Die Erinnerung an die Katastrophe von Tschernobyl ist bis heute präsent, verlorengegangen ist aber die Erinnerung an Tschernobyl: an die Menschen, die vor 1986 in der Stadt und ihrer Umgebung lebten, und ihre vielfältigen Kulturen. Die Erinnerung leidet darunter, dass die Region Sperrgebiet ist – in Tschernobyl ist selbst der Besuch der Gräber nicht mehr möglich.
Die Kulturen der Region Polissja dem Vergessen zu entreißen ist die Absicht der sehenswerten Ausstellung „Tschernobyl.
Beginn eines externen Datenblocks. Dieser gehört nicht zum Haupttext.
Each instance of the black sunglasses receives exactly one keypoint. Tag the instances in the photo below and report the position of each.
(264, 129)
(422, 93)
Expeditionen in ein verlorenes Land“ im Augustinermuseum in Freiburg (noch bis 18. März 2012). Trachten, Tücher und Teppiche, Reusen und Tierfallen oder hölzerne Egge und Pflug führen zurück in das äußerst einfache Leben, das die ländliche Bevölkerung dort noch im 20. Jahrhundert führte.
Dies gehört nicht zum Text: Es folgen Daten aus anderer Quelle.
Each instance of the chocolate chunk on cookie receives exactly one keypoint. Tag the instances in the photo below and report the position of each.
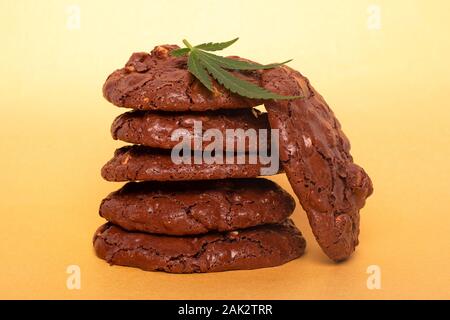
(315, 154)
(258, 247)
(196, 207)
(139, 163)
(155, 129)
(160, 81)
Überrascht lernt der Besucher, dass Tschernobyl – bis die Juden im Zweiten Weltkrieg deportiert und umgebracht wurden – ein typisches jüdisches Schtetl war und eines der Zentren des Chassidismus (einer mystischen Richtung des östlichen Judentums). Beeindruckende Kultgegenstände werden ebenso gezeigt wie Exponate aus dem Alltagsleben. Erschütternd ist die digi‧tale Präsentation fotografischen Archivmaterials mit biographischen Schlaglichtern auf Menschen, deren Leben im KZ endete. Der Katalog ist im Michael Imhof Verlag (Petersberg) erschienen.